Mystery writers are always on the lookout for great story ideas. Every time I see an episode of Hoarders on A&E, I wonder, “What if the cleaning crews find a dead body under all that stuff? Say, a husband that the wife thought had run out on her years ago?”
I have discovered that such active imaginations can be hereditary.
Yesterday, I had my gallbladder taken out. That is one of the reasons I haven’t been quite so diligent in keeping up with my blog. I was getting my affairs in order, so to speak. Actually getting everything done before going under the knife because Jack, my husband, and Tristan, my eleven year old son are less than capable of taking care of themselves.
Last night I was lying in bed. Tristan was sitting up next to me while I recounted in detail about my experience at the hospital. After I had shown him the incisions on my stomach, he asked, “How do you know they took really it out?”That question left me speechless. Finally, I told him it was because they said they did.
“Did they show it to you?” Before I could answer, Tristan said, “I guess that wouldn’t prove that they had taken it out. You don’t know what your gallbladder looked like. I guess they all look the same.
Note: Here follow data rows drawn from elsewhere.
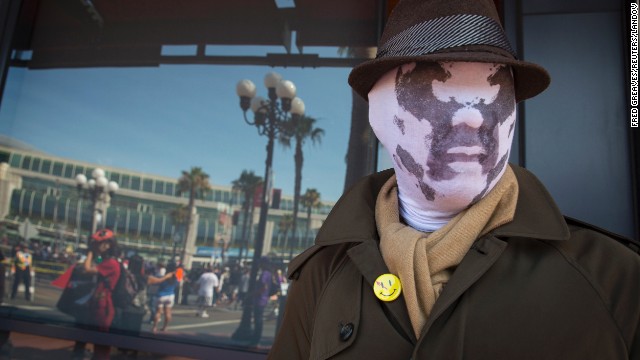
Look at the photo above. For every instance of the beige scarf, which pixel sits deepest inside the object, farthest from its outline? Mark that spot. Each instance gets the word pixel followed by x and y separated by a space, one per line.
pixel 424 262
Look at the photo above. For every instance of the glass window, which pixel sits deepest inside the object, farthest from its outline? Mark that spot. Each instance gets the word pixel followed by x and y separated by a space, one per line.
pixel 169 189
pixel 135 183
pixel 125 88
pixel 147 185
pixel 68 170
pixel 15 160
pixel 46 166
pixel 35 164
pixel 159 187
pixel 57 168
pixel 114 176
pixel 125 181
pixel 26 163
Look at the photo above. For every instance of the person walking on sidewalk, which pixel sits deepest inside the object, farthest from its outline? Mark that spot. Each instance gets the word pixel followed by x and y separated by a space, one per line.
pixel 206 283
pixel 22 271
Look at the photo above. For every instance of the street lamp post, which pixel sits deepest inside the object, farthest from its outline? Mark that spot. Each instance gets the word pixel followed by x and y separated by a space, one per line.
pixel 100 191
pixel 269 119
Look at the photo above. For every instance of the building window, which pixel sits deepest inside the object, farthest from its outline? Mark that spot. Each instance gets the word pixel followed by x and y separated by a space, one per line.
pixel 26 163
pixel 135 183
pixel 68 171
pixel 147 185
pixel 159 187
pixel 15 160
pixel 126 181
pixel 57 168
pixel 46 166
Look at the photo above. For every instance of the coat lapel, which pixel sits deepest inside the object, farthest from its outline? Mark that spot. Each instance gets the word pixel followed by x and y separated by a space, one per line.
pixel 482 255
pixel 368 259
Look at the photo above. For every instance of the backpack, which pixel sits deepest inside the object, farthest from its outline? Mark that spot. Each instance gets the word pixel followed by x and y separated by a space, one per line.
pixel 274 288
pixel 126 289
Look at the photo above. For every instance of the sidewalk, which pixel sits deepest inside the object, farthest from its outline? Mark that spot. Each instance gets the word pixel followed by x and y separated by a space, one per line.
pixel 32 347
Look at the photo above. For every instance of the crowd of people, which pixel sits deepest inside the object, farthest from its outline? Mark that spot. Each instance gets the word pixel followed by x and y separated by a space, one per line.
pixel 159 287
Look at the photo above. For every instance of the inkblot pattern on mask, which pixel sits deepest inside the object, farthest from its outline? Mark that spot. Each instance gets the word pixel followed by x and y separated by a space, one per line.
pixel 414 93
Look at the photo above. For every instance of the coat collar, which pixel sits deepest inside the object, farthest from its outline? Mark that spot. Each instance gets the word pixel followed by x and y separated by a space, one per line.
pixel 353 217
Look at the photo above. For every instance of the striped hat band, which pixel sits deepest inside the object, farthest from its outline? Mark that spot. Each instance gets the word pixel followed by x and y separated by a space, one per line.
pixel 446 32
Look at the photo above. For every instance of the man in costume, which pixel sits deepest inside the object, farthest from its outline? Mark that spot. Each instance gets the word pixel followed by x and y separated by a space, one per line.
pixel 455 253
pixel 22 271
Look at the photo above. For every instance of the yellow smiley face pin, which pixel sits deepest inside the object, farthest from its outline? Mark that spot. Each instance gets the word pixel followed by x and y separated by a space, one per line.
pixel 387 287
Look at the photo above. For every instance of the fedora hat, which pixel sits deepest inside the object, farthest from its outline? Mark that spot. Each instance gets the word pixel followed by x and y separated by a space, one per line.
pixel 447 30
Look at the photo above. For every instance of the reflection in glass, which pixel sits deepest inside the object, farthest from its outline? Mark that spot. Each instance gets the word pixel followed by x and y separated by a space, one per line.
pixel 145 115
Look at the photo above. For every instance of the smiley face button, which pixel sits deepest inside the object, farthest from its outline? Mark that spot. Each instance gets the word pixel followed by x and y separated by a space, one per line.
pixel 387 287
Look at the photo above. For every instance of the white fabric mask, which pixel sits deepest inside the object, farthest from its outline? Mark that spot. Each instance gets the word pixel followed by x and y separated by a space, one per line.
pixel 448 128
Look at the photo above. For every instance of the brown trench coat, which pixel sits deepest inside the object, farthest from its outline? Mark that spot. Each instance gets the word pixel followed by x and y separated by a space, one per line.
pixel 540 287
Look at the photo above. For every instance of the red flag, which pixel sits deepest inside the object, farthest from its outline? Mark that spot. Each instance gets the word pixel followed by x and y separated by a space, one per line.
pixel 62 280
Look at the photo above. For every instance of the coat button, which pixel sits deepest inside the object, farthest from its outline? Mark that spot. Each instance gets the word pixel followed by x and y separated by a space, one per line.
pixel 346 331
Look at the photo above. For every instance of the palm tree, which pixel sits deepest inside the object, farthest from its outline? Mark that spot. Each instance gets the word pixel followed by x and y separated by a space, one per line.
pixel 359 152
pixel 196 184
pixel 285 225
pixel 299 129
pixel 311 200
pixel 180 217
pixel 247 183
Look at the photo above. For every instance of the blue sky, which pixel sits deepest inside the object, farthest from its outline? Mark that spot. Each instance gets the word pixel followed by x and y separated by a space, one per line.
pixel 167 119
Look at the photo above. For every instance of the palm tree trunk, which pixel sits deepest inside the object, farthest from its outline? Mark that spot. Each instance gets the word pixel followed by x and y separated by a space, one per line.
pixel 245 221
pixel 306 234
pixel 299 160
pixel 359 155
pixel 187 233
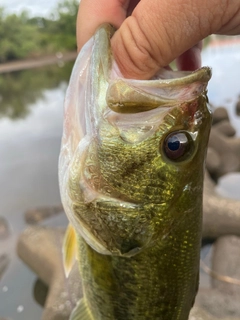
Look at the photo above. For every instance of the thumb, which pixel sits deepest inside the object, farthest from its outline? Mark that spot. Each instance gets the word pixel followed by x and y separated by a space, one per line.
pixel 158 32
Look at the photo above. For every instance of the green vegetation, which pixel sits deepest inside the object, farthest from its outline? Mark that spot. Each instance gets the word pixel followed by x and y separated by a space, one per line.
pixel 24 37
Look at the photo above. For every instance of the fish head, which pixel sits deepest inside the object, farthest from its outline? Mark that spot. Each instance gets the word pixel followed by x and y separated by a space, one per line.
pixel 132 160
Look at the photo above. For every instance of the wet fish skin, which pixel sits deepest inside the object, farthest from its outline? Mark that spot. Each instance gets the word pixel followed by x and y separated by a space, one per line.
pixel 137 212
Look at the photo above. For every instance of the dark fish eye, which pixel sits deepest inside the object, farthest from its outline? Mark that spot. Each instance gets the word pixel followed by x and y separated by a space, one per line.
pixel 177 145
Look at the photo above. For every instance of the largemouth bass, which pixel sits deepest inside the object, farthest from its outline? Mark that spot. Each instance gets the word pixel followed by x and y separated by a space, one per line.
pixel 131 181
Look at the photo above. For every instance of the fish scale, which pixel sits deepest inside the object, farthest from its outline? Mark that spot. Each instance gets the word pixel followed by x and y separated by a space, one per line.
pixel 133 197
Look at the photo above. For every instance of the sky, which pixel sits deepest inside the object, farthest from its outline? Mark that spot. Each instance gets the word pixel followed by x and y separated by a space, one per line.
pixel 34 7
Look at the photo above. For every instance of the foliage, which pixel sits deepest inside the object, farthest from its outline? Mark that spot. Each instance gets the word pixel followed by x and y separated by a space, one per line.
pixel 24 37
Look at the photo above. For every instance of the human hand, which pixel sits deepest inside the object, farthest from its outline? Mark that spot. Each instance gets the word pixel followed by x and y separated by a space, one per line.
pixel 153 33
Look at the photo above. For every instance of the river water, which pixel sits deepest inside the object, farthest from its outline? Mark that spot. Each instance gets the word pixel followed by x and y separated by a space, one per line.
pixel 31 110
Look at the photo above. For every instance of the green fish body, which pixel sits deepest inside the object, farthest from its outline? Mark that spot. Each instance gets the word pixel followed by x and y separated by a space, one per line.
pixel 131 180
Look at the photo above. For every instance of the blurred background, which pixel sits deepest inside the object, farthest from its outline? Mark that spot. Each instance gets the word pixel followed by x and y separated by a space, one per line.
pixel 37 51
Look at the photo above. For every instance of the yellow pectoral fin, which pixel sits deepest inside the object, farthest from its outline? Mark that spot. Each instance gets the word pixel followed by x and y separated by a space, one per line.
pixel 69 249
pixel 81 312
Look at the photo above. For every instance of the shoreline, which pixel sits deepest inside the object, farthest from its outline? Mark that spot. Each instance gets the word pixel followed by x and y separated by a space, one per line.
pixel 19 65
They could have shown you any gallbladder. How would you know it was yours?”
“I have the holes in my body,” I argued. Even as I said the words, I was already thinking the same scenario that Tristan was already voicing.
“They could have just put you under and poked a bunch of holes in you.”
“Why would they do that?” I asked.
Tristan shrugged. “To make money. Or maybe your doctor is a psycho. You won’t recover because he didn’t take it out. After a bunch more tests, which you have to pay for, to find out what your problem is, the doctor says that he has to open you up again to take out something else. So the next time you go under the knife, he really does take out your gallbladder. In the end, you pay for two sets of tests and two surgeries—all for one gallbladder.” His story went on and on.
That’s my boy.
Friday, February 26, 2010
How to Get That Deer-In-The-Headlights-Look on Lauren’s Face
I just read my friend Sunny Frazier’s informative post, Welcome to Your World about a writer’s pet peeve: Meeting people who say they have a book in them, but are just too busy to write it. If you are a budding writer who simply can’t seem to get your book on paper, I suggest you read it.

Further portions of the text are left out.